По дороге в город ей пришла мысль пригласить Петко к себе: познакомит его с отцом, выпьют немножко, потом можно будет отвезти его домой.

В холле ее внимание привлекла лежавшая на столе записка отца — он уехал на периферию, вернется только завтра.

— Отец задержится, — приврала она. — Располагайся, где тебе удобно. Я быстренько что-нибудь соображу поесть.

Петко окинул взглядом обстановку, большой пейзаж Тырново, написанный маслом, портрет пожилой женщины в черном, с восковым лицом и такими же руками, покоящимися на коленях, прошелся глазами по переполненной библиотеке.
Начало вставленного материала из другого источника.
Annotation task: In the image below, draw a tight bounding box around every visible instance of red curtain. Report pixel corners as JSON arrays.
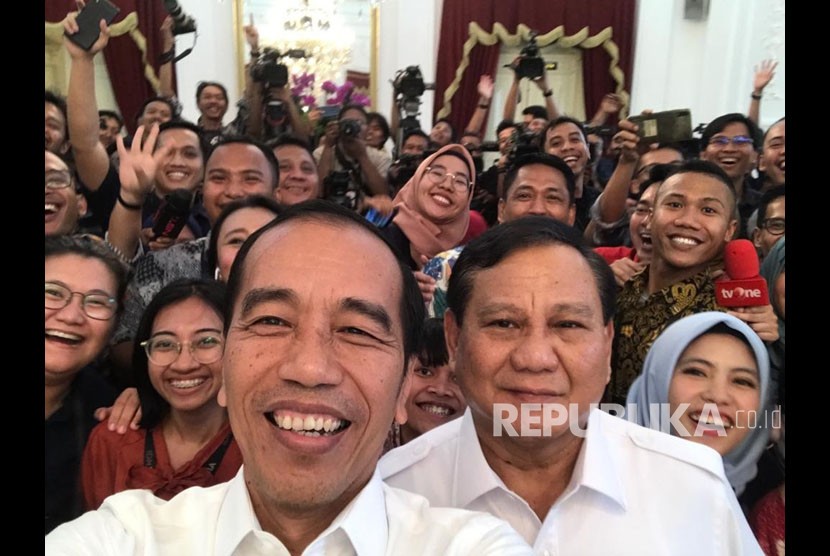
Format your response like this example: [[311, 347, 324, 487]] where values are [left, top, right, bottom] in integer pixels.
[[435, 0, 636, 129], [45, 0, 175, 133]]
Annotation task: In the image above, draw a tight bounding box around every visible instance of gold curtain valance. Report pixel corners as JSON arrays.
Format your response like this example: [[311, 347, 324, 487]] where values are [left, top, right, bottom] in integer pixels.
[[438, 21, 630, 118]]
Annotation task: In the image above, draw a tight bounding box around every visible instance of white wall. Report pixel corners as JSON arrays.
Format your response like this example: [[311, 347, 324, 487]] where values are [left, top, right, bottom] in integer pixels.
[[375, 0, 443, 130], [171, 0, 784, 134], [176, 0, 240, 123], [631, 0, 784, 128]]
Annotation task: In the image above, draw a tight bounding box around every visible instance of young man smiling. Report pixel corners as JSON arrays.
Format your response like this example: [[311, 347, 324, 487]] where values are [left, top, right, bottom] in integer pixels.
[[609, 160, 778, 404]]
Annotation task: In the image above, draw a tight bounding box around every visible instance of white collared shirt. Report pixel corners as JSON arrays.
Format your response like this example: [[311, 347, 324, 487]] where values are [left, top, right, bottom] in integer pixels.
[[378, 409, 762, 556], [46, 466, 532, 556]]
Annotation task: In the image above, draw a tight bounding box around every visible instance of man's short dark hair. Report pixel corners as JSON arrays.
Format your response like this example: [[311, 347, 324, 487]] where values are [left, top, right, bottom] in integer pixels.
[[496, 120, 519, 136], [265, 133, 317, 160], [98, 110, 124, 131], [522, 104, 548, 120], [447, 216, 617, 326], [542, 116, 587, 143], [655, 159, 738, 218], [401, 127, 429, 145], [196, 81, 228, 104], [432, 118, 455, 143], [44, 234, 132, 306], [158, 120, 210, 161], [700, 112, 763, 151], [210, 135, 280, 189], [225, 199, 426, 360], [758, 184, 784, 226], [502, 152, 576, 205], [418, 317, 450, 367], [135, 96, 179, 122]]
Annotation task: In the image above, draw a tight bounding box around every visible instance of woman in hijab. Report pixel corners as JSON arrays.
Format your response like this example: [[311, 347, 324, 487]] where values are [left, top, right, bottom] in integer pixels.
[[381, 144, 476, 270], [627, 311, 770, 495]]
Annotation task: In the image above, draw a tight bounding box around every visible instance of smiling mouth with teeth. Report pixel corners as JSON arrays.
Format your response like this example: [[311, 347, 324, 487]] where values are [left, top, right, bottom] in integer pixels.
[[265, 412, 352, 437], [46, 330, 83, 346], [415, 402, 455, 417]]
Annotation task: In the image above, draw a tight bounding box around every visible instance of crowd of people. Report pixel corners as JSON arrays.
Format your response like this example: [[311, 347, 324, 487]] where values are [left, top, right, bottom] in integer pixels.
[[45, 6, 786, 556]]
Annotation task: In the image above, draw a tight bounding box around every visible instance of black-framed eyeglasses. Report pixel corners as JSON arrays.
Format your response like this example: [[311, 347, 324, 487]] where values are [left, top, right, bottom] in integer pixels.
[[427, 166, 471, 192], [139, 332, 224, 367], [759, 218, 785, 236], [46, 282, 118, 320], [709, 135, 755, 148], [46, 170, 72, 189]]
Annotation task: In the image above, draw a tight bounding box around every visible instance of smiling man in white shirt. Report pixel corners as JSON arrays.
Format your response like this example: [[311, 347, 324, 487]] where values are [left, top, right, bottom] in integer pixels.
[[46, 201, 531, 556], [378, 216, 761, 556]]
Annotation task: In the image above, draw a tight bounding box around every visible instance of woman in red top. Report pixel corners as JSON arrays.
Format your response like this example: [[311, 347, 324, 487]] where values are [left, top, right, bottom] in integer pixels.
[[81, 279, 242, 509]]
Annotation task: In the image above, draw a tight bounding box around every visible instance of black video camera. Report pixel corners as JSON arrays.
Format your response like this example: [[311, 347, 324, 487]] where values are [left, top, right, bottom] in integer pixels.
[[505, 32, 545, 81], [507, 128, 542, 165], [323, 172, 357, 210], [164, 0, 196, 35], [251, 48, 306, 87], [337, 120, 363, 137], [392, 66, 426, 99]]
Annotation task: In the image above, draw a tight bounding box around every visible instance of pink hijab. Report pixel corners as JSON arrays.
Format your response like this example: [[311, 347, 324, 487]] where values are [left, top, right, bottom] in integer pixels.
[[393, 143, 476, 264]]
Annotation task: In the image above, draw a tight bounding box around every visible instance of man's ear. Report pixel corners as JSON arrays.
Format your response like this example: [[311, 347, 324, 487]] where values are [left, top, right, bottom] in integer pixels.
[[444, 309, 461, 362], [395, 355, 418, 425], [75, 191, 89, 219]]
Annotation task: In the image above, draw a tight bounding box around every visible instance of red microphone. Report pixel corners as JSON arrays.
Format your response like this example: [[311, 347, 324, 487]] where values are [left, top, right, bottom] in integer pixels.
[[715, 239, 769, 307]]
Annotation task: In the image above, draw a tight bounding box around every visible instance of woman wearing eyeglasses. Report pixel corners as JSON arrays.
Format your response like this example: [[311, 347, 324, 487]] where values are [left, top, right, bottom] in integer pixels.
[[44, 236, 129, 533], [381, 143, 476, 302], [81, 279, 242, 509]]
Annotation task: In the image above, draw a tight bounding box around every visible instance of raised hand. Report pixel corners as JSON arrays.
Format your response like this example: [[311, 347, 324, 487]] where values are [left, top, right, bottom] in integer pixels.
[[63, 0, 110, 58], [160, 15, 176, 52], [478, 74, 494, 100], [752, 60, 778, 94], [599, 93, 622, 114], [613, 116, 643, 162], [115, 124, 169, 205]]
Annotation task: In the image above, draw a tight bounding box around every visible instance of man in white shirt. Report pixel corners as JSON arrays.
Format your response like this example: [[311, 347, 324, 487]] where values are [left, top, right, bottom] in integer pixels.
[[378, 216, 761, 555], [46, 201, 531, 555]]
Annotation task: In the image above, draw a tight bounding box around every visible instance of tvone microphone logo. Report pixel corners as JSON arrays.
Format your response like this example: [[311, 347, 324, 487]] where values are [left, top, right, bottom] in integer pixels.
[[723, 287, 761, 299]]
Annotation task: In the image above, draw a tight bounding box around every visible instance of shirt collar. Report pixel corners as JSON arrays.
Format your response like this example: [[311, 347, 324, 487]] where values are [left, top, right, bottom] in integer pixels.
[[216, 465, 389, 556], [568, 409, 626, 510], [453, 408, 510, 508]]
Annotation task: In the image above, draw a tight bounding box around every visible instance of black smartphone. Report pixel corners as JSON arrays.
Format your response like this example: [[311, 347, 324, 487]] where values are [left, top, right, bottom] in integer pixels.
[[628, 108, 692, 145], [65, 0, 121, 50]]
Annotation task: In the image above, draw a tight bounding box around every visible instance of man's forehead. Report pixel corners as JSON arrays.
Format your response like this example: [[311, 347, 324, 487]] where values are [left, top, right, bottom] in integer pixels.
[[46, 151, 69, 171], [207, 143, 268, 170], [517, 164, 565, 185], [548, 122, 582, 137], [657, 172, 733, 199]]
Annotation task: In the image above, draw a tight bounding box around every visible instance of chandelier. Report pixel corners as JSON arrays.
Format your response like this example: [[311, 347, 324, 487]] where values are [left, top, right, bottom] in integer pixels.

Поглядев на давно не чищенный ковер, Петко невольно сравнил его с тем, что лежал у них в комнате. Да, тут жили по-другому.

Евлогия принесла напитки, закуску, расставила все на столике и пододвинула его к креслу, в котором сидел Петко, но тут же смекнула, что дала маху: этим она, сама того не желая, лишний раз подчеркивала его увечность. Отодвинув столик на прежнее место, она хлопнула Петко по плечу и с напускной бодростью сказала:

— Ну, Магомет, придвигайся к горе.

— Я не Магомет, я Петко, — бросил он, придвигая кресло.

— Тем лучше, на здоровье!

Чтобы избавиться от неловкости, Евлогия спросила, как он находит их квартиру. Петко ответил, что ему нравится, все сделано со вкусом, особенно пришлись ему по душе картины, прежде всего портрет старушки, это, должно быть, ее бабушка.

— Нет у меня бабушки, — с грустью сказала Евлогия. — Я не помню ни той, ни другой. Это просто портрет старой женщины.

— А мои бабушки живы, — сказал Петко.

Евлогия спросила, когда он покажет ей свои картины, но Петко дал понять, что не обещает: может быть, когда-нибудь. Когда они раззнакомятся? — припомнила она его слова. Может, и тогда. Выходит, он не особенно верит в их дружбу? Верит, но только дружба должна быть без скидок.

— Слушай, мил человек! — рассердилась Евлогия. Что это за разговоры? Зачем ты суешь мне в нос свои комплексы — а если я начну вытряхивать перед тобой свои, куда мы зайдем? Лучше выпей, расслабься.

— А что я такого сказал, чтобы так раздражаться, — что мы с тобой не равны, единственное. — И он жадно отпил из бокала.

— Люди равны на кладбище, — бросила она. — А в жизни каждый сам по себе. Расслабься ты наконец!